Projetez-vous déjà d'étendre ce fonctionnement au-delà de Lyon ?

Tout à fait. Si le retour d'expérience est positif, nous déploierons ce modèle de livraison sur d'autres zones géographiques. A commencer par Paris, ce qui s'accordera très bien avec le plan antipollution d'Anne Hidalgo voté début février.

En quoi consistait votre expérimentation parisienne de l'été dernier et comptez-vous la réitérer ?

Elle a duré 15 jours en juillet 2014 et s'est pour sa part déroulée dans le cadre du cluster de logistique urbaine de la chambre de commerce de Paris Ile-de-France, avec une dizaine d'entreprises partenaires. Nous préparions les commandes dans notre stock de Villeneuve-la-Garenne, les placions dans des containers spécifiques, modulaires et partageables avec d'autres acteurs, que des camions emportaient jusqu'à une péniche accostée à Gennevilliers. Toujours en trois températures, la péniche transportait les commandes jusqu'au port du Gros Caillou, près du Pont de l'Alma, où nous les déchargions et les livrions dans le 7ème arrondissement de Paris, là-encore avec des véhicules Muses.

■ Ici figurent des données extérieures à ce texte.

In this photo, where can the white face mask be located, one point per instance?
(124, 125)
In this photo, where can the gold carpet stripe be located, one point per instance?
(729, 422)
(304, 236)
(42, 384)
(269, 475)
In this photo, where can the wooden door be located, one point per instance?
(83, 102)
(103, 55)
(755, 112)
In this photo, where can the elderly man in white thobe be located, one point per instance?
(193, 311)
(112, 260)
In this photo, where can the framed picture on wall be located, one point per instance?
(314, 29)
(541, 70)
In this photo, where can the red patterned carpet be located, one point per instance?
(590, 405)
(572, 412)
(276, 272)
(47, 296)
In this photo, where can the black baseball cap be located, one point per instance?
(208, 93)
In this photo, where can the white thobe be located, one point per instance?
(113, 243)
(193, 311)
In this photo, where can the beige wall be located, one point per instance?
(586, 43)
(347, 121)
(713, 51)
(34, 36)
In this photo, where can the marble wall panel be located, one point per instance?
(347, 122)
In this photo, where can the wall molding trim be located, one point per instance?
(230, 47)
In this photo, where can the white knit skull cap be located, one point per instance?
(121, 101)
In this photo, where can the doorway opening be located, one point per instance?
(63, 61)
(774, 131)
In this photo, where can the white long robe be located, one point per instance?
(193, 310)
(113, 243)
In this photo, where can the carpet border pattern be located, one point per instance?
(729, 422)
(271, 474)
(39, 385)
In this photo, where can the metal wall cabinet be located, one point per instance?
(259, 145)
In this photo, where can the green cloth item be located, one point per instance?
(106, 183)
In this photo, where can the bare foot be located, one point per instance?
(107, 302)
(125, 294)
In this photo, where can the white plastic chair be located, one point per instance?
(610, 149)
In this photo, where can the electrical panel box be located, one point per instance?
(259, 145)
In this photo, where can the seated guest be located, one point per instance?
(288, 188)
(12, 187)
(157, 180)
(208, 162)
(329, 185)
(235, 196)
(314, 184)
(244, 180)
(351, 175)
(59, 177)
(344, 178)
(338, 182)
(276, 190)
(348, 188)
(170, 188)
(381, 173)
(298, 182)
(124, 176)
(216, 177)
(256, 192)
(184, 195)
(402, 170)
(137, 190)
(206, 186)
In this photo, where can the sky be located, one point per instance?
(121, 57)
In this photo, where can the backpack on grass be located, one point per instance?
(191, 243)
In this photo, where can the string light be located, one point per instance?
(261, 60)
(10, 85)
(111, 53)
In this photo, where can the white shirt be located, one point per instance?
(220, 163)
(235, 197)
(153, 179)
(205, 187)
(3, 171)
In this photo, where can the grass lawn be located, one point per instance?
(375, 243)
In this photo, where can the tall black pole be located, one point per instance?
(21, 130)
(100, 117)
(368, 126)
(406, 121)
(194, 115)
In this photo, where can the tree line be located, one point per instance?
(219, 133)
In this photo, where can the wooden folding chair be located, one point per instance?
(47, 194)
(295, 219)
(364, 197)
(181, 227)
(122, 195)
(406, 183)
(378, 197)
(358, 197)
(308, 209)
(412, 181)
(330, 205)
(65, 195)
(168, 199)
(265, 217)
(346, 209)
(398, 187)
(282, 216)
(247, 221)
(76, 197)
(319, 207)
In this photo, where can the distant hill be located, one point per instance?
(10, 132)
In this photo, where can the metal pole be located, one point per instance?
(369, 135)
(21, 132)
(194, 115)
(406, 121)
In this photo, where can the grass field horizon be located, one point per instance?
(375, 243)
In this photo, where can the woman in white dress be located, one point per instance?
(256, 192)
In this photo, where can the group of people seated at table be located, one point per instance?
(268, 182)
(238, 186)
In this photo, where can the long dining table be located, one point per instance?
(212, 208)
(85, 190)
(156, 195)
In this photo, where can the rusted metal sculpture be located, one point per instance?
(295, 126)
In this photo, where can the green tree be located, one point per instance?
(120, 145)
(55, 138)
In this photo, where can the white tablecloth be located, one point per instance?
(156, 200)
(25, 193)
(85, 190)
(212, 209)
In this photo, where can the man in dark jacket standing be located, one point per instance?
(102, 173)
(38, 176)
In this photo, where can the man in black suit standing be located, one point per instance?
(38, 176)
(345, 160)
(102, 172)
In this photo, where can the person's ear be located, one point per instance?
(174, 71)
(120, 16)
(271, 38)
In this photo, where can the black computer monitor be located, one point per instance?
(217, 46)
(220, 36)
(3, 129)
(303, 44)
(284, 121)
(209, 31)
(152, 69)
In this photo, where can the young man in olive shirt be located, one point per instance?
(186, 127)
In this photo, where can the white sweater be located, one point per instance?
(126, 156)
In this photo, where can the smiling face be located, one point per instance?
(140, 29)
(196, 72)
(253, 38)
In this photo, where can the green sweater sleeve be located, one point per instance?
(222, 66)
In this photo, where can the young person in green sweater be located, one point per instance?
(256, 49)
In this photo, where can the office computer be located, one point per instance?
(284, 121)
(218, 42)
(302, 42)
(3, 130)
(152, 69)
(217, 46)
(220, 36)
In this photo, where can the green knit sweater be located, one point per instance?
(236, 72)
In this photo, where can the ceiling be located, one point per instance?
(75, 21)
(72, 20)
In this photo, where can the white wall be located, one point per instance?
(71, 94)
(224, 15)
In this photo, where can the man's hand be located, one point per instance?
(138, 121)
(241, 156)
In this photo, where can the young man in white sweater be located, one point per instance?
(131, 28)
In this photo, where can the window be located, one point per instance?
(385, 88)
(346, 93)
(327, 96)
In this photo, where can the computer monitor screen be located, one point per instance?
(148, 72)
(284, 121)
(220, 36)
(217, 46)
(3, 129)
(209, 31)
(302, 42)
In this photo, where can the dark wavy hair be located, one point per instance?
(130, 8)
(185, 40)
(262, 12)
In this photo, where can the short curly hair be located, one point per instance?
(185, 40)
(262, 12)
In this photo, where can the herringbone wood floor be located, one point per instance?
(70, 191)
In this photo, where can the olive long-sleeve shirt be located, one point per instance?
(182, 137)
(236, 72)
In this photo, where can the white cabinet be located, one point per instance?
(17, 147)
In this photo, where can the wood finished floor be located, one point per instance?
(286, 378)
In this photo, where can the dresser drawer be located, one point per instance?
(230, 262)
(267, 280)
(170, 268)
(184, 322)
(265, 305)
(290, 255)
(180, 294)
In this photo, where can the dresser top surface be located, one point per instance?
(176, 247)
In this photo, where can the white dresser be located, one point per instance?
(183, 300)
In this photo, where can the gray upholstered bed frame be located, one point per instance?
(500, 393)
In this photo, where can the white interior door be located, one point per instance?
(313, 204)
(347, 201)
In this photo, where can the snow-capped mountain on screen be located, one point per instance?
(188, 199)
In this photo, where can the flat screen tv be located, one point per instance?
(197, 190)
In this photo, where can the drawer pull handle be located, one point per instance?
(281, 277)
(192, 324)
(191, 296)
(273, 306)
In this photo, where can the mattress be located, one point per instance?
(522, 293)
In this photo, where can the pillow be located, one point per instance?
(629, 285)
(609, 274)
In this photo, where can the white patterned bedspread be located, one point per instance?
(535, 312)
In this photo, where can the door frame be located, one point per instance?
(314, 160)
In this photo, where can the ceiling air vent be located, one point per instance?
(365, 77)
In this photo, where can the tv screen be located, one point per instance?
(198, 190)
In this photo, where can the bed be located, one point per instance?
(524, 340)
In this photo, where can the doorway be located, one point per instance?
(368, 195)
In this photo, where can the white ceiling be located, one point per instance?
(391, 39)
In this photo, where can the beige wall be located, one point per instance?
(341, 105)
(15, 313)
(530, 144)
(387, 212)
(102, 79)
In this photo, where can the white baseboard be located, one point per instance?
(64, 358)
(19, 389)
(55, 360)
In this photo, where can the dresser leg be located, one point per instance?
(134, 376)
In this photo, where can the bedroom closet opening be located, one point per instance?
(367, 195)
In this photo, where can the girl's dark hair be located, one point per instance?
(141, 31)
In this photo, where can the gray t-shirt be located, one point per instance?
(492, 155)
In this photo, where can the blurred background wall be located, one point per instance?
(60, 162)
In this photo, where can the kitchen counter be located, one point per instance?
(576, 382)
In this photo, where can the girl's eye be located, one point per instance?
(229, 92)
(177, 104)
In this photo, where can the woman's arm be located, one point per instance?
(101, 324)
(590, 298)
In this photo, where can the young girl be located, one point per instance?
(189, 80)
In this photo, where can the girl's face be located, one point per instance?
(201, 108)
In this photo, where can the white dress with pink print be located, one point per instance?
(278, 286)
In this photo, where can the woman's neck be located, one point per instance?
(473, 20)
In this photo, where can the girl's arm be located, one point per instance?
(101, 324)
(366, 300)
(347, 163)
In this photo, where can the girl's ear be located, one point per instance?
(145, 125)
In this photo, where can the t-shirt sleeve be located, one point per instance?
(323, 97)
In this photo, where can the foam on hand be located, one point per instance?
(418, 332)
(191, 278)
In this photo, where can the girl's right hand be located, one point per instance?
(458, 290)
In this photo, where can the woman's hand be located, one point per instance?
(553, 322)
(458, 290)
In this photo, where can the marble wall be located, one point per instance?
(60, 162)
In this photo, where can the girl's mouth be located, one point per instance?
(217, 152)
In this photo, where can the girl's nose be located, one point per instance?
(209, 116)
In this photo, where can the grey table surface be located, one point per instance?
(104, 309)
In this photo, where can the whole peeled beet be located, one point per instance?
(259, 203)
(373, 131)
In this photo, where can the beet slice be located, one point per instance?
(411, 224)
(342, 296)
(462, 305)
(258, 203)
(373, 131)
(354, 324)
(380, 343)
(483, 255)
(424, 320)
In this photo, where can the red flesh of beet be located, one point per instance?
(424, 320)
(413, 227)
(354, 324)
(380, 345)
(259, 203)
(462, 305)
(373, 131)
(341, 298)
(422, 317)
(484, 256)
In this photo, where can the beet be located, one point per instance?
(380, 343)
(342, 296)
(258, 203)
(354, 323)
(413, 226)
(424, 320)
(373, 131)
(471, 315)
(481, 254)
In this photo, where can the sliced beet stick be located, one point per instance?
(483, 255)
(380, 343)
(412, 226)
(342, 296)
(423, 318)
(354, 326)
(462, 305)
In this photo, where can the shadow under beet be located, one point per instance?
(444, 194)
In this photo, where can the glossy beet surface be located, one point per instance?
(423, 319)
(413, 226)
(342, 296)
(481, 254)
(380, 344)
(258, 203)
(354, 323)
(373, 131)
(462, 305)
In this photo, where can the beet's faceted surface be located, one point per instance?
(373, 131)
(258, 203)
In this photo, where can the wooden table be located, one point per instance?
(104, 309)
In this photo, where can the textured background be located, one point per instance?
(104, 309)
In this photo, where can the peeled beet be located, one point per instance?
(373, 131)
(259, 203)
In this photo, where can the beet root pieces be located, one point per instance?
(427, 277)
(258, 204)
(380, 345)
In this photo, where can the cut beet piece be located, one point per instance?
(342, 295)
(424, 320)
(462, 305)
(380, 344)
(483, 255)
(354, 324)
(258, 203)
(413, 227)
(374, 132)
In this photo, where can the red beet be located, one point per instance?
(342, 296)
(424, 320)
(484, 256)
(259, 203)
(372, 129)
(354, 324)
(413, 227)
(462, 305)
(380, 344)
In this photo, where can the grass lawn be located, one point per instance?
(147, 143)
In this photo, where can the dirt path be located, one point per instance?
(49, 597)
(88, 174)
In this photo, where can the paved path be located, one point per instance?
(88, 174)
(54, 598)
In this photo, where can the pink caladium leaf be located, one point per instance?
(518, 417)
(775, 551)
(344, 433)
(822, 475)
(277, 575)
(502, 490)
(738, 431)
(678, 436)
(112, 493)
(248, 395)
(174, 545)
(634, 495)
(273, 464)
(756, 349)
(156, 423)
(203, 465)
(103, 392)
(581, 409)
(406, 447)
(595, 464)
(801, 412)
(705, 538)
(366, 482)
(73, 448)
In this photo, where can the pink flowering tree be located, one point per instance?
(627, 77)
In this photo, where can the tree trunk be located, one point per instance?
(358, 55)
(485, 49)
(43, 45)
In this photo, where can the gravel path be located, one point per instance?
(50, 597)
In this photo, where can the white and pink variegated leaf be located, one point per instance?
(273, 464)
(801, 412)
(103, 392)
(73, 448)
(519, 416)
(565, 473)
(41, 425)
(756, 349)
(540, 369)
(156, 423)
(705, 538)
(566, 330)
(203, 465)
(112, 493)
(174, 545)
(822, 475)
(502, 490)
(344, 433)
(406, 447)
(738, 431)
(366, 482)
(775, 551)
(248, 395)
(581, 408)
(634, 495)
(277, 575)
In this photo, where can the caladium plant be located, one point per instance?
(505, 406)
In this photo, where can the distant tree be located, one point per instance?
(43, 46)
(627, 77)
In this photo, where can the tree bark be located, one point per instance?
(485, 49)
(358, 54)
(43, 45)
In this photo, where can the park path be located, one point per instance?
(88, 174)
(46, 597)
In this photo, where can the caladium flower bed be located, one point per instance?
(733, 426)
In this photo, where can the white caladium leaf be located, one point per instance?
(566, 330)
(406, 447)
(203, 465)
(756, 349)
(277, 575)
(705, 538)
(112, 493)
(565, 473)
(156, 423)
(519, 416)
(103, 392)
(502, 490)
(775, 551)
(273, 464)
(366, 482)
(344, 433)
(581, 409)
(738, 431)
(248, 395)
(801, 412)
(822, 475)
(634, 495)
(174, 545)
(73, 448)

Nous avons beaucoup appris durant ce premier test, notamment en matière de mutualisation des véhicules électriques ou de rupture de charge. Il est encore trop tôt pour pérenniser ce système de livraison mais nous ne voulons pas nous arrêter là. Nous allons donc réaliser d'autres tests de même nature.

Hugues Pelletier est le directeur d'Ooshop.com. Ingénieur diplômé de l'Ecam Lyon et titulaire d'un MBA de HEC, il débute sa carrière chez MPO Compact Disc en 1996 avant de rejoindre Cap Gemini Ernst&Young en tant que consultant stratégie et transformation. En 2002 il est nommé product delivery manager chez Covisint puis, en 2003, account manager chez GNX. Il intègre Carrefour en 2004 en tant que manager e-sourcing et devient en 2007 directeur du centre de compétences BtoB/BtoC du groupe. En 2009 il prend la fonction de directeur projets & process multicanaux. Depuis 2010, il est le directeur d'Ooshop.com, le cybermarché de Carrefour.